For each incoming event in the view we can test the distance to the current estimate of the rectangular surface of the table. We need to test the distance to the four segments forming the rectangle in the view. If the incoming event is close enough to one of the segments, it should participate to update the collineation. Since a billiard table is not deformable, any change of the position and orientation of the table in the view has to result from a move of the observer (the player itself).

Therefore we can use this event to find a collineation "close-enough" to our current estimate that minimizes the orthogonal distance between the event projected through the collineation and the closest edge in the model. We use one update of a gradient descent on the squared error of the orthogonal distance in the model to update the collineation matrix. The current estimate of the collineation is used as the gradient descent starting point.

More formally, for an incoming event $\vec{e}$ , a current estimate of the collineation $\bold{P}^t$ we want to find the next estimate $\bold{P}^{t+1}$ satisfying:


 \bold{P}^{t+1} = \arg_{min} || \bold{P}^t \cdot \vec{e} - \mathcal{P}(\bold{P}^t \cdot \vec{e})||_2^2


where $\mathcal{P}(e)$ is a function returning the orthogonal projection of a point to the closest edge in the model. Also, instead of pursuing the full minimization we take one gradient descent update of the form:


 \bold{P}^{t+1} = \bold{P}^t - \eta \nabla_{\bold{P}} || \bold{P}^t \cdot \vec{e} -  \mathcal{P}(\bold{P}^t \cdot \vec{e})||_2^2,


where $\eta$ is a "step-size" parameter $\eta \in [0;1]$ that can be found and validated by experiments.

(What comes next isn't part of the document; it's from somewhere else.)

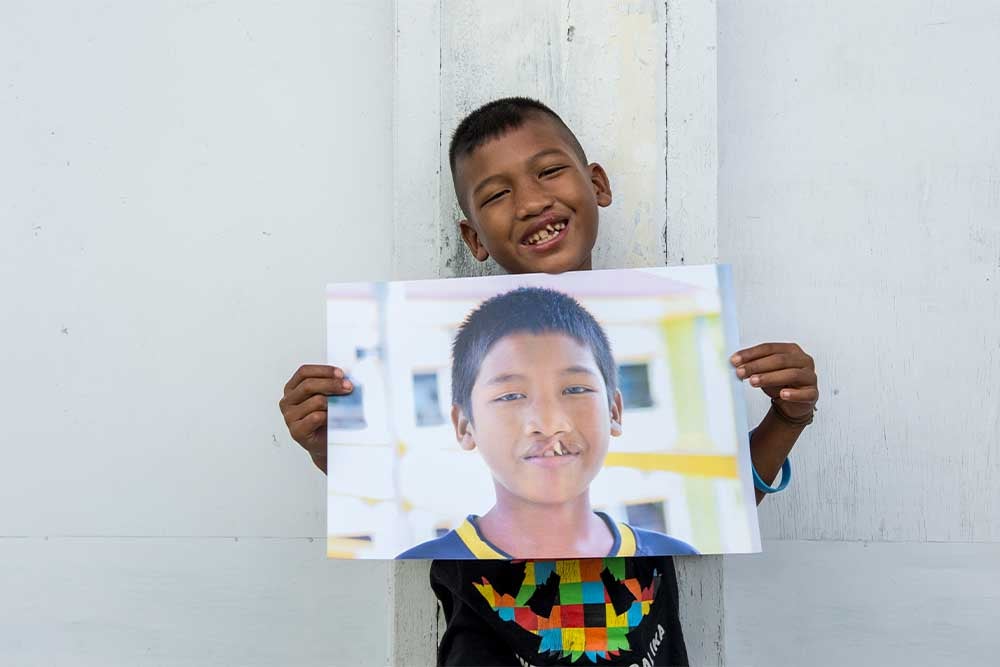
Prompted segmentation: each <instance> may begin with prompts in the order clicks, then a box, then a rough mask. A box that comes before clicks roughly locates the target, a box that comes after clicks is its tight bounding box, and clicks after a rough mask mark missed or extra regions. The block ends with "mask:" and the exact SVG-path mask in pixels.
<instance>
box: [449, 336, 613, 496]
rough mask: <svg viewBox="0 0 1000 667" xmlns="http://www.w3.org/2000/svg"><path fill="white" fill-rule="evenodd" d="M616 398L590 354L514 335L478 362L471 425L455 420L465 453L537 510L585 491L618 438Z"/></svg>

With the estimated colineation $\mathbf{P}$, we can estimate the scale factor $\rho$ from the matrix $r$:

\rho = \sqrt(det(r)).

Then we can reconstruct the projection matrix $M(vec{e})$ for each new event $\vec{e}$:

M(\vec{e})=K(n1/\rho, n2/\rho,  (n1 \times n2)/\rho^2, n3/rho),

where $n1,n2,n3$ are the 1st,2nd and 3rd column of $\mathbf{N}$.

$\mathbf{M}(\vec{e})$ allows to augment the scene by inserting any virtual 3D structure in a perspectively correct way for each incoming event. The event-based Augmented reality algorithm is tested on a square plotted on the flat screen of the computer to simulate the pool table. A virtual parallelepiped is reprojected onto the image plane for each event $\vec{e}$. This result is shown in the figures below:

As it is shown in the example, the complete square should be visible at the initialization to define manually the model. The iterative tracking of the model can be done as long as this plane is sufficiently visible. This is a critical problem to solve because in practice, the pool table can be just partially visible.